Империя рухнула, и на ее территорию в любой момент могли ворваться завоеватели.
А Юрий Петрович больше всего боялся именно этого момента. Он встал, подошел к книжным полкам. Если была в его жизни подлинная страсть, то это книги. Он собирал их мальчишкой, нищим студентом. Не продал ни одной даже в самые трудные времена. Теперь приходится оставлять. Это было нестерпимо больно. Только они являлись его подлинными друзьями. Только они дарили ему радость и отдохновение. Что его ждет там? Богатство, успех? А может, нищая старость, обычная судьба эмигранта? Долгушин закурил, вынул из жилетного кармана часы, нажал на репетир. Они пробили шесть раз. Пора.

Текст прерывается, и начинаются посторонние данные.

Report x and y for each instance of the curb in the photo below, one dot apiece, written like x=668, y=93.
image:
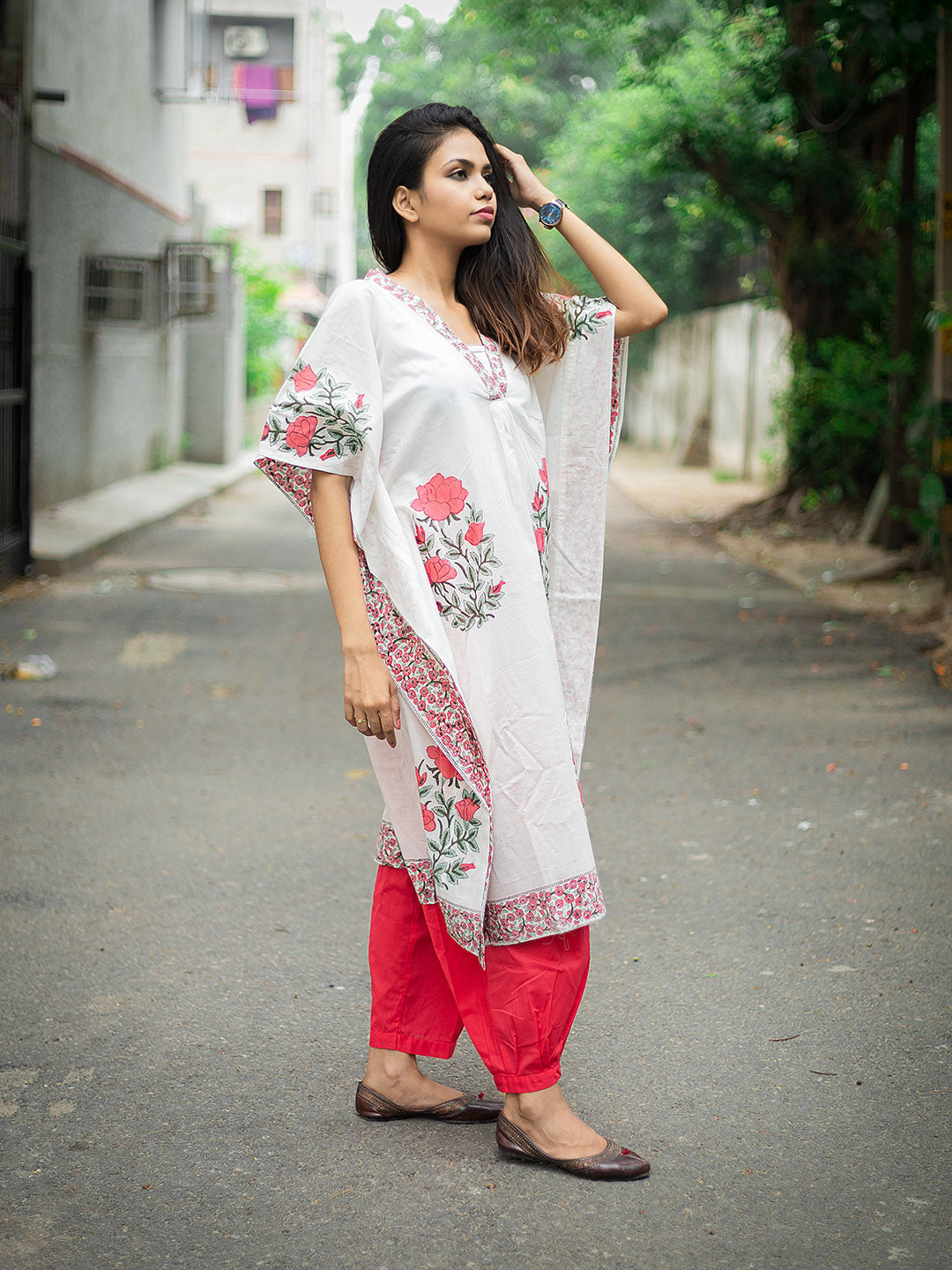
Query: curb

Зазвонил телефон. Юрий Петрович посмотрел на него и усмехнулся. Настроение у него сразу улучшилось, словно звонок разрезал невидимую нить, связывающую его с прошлым.
Он по привычке проверил окна, посмотрел, выключена ли плита, и вышел. Долгушин не стал запирать дверь на все замки. Зачем? Он просто захлопнул ее и пошел к лифту. Выйдя из подъезда, он усмехнулся и выбросил ключи в кусты. Родину не унесешь на подошвах сапог. А он и не собирался. Он найдет другую. Он вел машину и прощался с Москвой. Больше никогда он не увидит этого города. Долгушин не жалел об этом. Не очень-то просто он прожил свои пятьдесят семь лет на его улицах.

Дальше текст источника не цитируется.